The organisation also renewed its call on the US authorities to move to close the camp and either try or release all detainees.
Amnesty International UK Director Kate Allen said:
These fresh reports concerning the cruel treatment of hunger strikers are disturbing and just underline the need for an immediate resolution of Guantánamo Bay.
After four years Guantánamo is still closed to Amnesty International and the secrecy surrounding the camp makes the hunger strike a particularly frightening phenomenon. The world knows very little about what is actually happening, to whom and with what degree of consent?
The US authorities should immediately allow independent doctors to visit prisoners at Guantánamo and meanwhile move to close the camp - either releasing prisoners or arranging for proper trials on the US mainland.

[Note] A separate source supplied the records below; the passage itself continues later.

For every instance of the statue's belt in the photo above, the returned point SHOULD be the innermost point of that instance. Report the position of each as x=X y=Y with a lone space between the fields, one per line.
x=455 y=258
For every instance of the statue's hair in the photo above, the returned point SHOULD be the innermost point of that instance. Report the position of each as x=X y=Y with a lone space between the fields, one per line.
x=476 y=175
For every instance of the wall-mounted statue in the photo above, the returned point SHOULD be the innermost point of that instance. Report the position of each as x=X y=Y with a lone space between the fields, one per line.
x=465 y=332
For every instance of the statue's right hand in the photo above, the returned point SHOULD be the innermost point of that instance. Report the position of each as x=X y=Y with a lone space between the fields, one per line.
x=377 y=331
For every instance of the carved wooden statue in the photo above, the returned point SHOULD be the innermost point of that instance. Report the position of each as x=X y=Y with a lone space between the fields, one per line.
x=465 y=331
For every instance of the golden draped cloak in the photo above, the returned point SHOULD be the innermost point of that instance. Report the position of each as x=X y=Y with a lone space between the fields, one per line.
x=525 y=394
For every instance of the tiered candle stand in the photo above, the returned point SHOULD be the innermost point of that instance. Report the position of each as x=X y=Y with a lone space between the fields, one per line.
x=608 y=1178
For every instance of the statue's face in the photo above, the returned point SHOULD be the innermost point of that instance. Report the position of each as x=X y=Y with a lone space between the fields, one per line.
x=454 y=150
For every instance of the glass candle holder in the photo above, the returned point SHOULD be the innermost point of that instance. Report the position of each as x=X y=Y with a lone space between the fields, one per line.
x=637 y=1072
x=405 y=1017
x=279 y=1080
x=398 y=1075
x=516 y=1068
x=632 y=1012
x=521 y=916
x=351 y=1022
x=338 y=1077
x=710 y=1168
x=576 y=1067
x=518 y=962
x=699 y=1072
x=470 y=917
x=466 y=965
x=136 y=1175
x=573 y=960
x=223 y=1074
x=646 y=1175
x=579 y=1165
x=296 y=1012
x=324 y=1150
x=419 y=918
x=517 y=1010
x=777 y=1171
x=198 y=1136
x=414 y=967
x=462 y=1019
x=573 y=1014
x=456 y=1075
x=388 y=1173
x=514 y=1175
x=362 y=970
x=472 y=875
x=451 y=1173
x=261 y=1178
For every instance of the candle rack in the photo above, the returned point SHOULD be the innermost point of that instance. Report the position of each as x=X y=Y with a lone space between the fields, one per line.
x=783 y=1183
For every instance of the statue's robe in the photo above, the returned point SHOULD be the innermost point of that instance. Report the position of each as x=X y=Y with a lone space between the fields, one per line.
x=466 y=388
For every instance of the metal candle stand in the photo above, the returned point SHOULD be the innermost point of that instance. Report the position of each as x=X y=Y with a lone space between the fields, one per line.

Earlier this week Amnesty International published a new report on the impact of detentions on the estimated 500 Guantánamo detainees and their families across the world.
The report outlined the physical and emotional toll on detainees - including suicides and mental illness - and the emotional suffering of relatives unable to visit or gain information about prisoners and their welfare.
Though there are no UK nationals currently held at Guantánamo there are believed to be nine long-term residents of the UK imprisoned, many of these with relatives also in the UK.
These include people recognised as refugees by the UK authorities, including Omar Deghayes, a 35-year-old Libyan national who has been imprisoned at Guantánamo for over three years.